Bernard Darwin wrote Braid's biography and this is the list of his best designs found in the chapter dealing with golf architecture:
Gleneagles (w/Hutchison), Carnoustie (r.), Dalmahoy, Blairgowrie, Royal Blackheath (r.), Ramsey (r.), Queen's Park (Bournemouth), Rhyl, Scarborough North Cliff, Leamington Spa, Wildernesse, Burnham Castle, Weir Park, Arcot Hall, Truro, Belleisle, Drayton Park, Kingswood, Finchley, Dunstable, Bangor (r.), Mullingar, Waterford, Hilton Park, Torquay (r.), Stover-Newton Abbot, Eaglescliffe (r.), Dawlish, Middlesborough, Greenock (r.), Welshpool, Oswestry, Forfar (r.), Boat of Garten (r.) and Oresett.
It is interesting there is no mention of Pennard or Brora. I recall reading somewhere Braid was paid £25 for his work at Brora. Isn't that a small amount of money for a complete new design?
This is what Darwin wrote about Braid the architect.
"I should not say that he was very imaginative or subtle in the designing of a hole--and it is possible to be too subtle for ordinary human nature--but he had what the golf architect needs, a good eye for country and, as in everything that he touched, a temperate judgment and a fund of plain common sense. We hear a great deal of the contrast between the penal and strategic schools of architecture and I do not propose to become involved in any discussion on the that thorny question. I do not think that James was deliberately penal in spotting bunkers here and there to catch each and all of the bad shots.

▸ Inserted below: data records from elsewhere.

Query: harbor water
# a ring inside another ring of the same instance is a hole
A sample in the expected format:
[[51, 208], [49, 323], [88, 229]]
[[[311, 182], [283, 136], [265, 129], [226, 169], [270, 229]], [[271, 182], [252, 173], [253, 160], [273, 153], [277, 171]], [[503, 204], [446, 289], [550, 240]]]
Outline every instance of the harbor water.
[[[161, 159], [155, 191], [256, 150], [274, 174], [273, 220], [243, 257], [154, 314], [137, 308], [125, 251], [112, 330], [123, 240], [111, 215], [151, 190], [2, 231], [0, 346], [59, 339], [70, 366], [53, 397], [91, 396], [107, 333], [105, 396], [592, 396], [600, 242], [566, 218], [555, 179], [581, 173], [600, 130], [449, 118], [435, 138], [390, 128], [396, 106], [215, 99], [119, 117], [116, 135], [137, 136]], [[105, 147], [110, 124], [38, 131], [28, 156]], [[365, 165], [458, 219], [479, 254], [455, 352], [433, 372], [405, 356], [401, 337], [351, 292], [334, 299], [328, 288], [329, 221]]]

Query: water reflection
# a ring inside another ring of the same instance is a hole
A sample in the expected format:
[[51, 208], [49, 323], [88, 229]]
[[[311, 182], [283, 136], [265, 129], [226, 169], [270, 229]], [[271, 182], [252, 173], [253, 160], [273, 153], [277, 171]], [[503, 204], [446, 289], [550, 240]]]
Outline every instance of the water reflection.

He was too good an artist for that, but at the same time he did not like to let the errant play 'get away with it', amd would now and again have a gently malign satisfaction in blocking his too wide and easy road....It was a curious fate that he should live and play for so many years of his life on two of the best inland courses, the Old and the New at Walton Heath, and yet have little or no hand in the designing of them. After Herbert Fowler's death he would no doubt be consulted as to any changes, but as long as Mr. Folwer was there, I doubt if anybody else has much to say in the matter, for he was not only a most accomplished architect, with a touch of genius, but aslo an instinctive despot."